Similarly, I have seen sample tutorial code explaining how to write authentication primitives that oversimplify the procedure by either ignoring the salt-and-hashing or using obviously broken hashing functions such as crypt() rather than anything solid. Given many of us know all too well how even important jobs that are not flashy enough for a “rockstar” can be pushed into the hands of junior developers or even interns, I would not be surprised if a good chunk of these weak authentication problems that are now causing us so much pain are caused by simple bad practices that are (still) taught to those who join our profession.

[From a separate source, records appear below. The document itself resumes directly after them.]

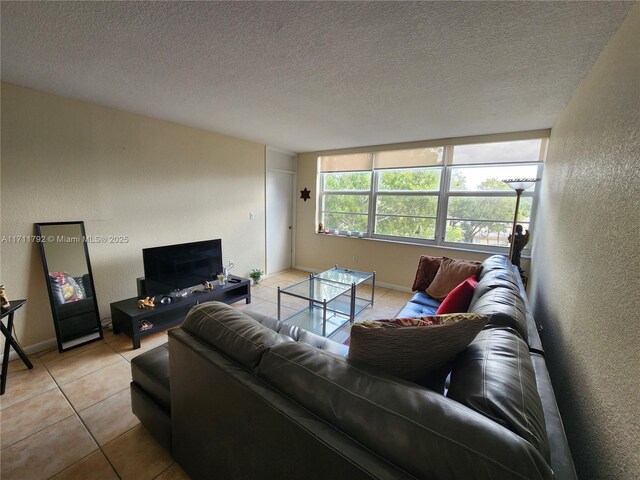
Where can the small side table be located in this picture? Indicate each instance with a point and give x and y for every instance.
(10, 341)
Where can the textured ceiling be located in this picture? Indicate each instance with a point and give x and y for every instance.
(306, 76)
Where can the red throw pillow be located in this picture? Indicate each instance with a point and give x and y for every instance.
(459, 298)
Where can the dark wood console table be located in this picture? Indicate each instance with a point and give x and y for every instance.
(126, 317)
(10, 342)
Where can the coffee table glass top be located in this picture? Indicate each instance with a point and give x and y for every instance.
(316, 289)
(344, 275)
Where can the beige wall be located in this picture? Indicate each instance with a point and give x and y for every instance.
(586, 261)
(155, 182)
(394, 263)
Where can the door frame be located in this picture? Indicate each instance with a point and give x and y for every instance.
(294, 183)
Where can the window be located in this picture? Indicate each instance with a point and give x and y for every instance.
(449, 195)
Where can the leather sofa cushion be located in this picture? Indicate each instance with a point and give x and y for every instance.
(494, 376)
(495, 262)
(493, 279)
(300, 335)
(410, 426)
(150, 371)
(504, 307)
(419, 306)
(233, 333)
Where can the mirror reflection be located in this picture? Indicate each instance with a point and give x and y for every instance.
(65, 259)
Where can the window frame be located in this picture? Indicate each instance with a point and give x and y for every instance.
(443, 194)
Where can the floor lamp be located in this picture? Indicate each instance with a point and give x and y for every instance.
(519, 185)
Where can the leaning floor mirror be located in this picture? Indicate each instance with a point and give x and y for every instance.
(67, 272)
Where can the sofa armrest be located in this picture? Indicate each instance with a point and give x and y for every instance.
(428, 434)
(561, 461)
(228, 422)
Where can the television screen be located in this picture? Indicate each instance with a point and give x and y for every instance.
(175, 267)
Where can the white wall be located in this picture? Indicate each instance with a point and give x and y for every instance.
(128, 175)
(586, 259)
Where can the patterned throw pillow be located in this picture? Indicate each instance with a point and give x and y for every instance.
(450, 274)
(70, 289)
(416, 349)
(427, 268)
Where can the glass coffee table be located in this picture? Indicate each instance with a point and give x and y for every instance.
(332, 299)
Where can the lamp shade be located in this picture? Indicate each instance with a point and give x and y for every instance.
(521, 183)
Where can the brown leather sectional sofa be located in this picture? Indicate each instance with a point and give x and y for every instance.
(254, 398)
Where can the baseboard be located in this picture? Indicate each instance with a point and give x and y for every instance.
(378, 284)
(35, 348)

I am afraid I don’t have an answer of how to fix this situation. While musing, again on Twitter, the only suggestion for a good text on writing correct authentication code is the NIST recommendations, but these are, unsurprisingly, written in a tone that is not useful to teach how to do things. They are standards first and foremost, and they are good, but that makes them extremely unsuitable for newcomers to learn how to do things correctly. And while they do provide very solid ground for building formally correct implementations of common libraries to implement the authentication — I somehow doubt that most systems would care about the formal correctness of their login page, particularly given the stories we have seen up to now.

I have seen comments on social media (different people on different media) about what makes a good source of documentation changes depending on your expertise, which is quite correct. Giving a long list of things that you should or should not do is probably a bad way to introduce newcomers to development in general. But maybe we should make sure that examples, samples, and documentation are updated so that they show the current best practice rather than overly simplified, or artificially complicated (sometimes at the same time) examples.

If you’re writing documentation, or new libraries (because you’re writing documentation for new libraries you write, right?) you may want to make sure that the “minimal” example is actually the minimum you need to do, and not skip over things like error checks, or full initialisation. And please, take a look at the various “Falsehoods Programmers Believe About” lists — and see if your example implementation make those assumptions. And if so fix them, please. You’ll prevent many mistakes from happening in real world applications, simply because the next junior developer who gets hired to build a startup’s latest website will not be steered towards the wrong implementations.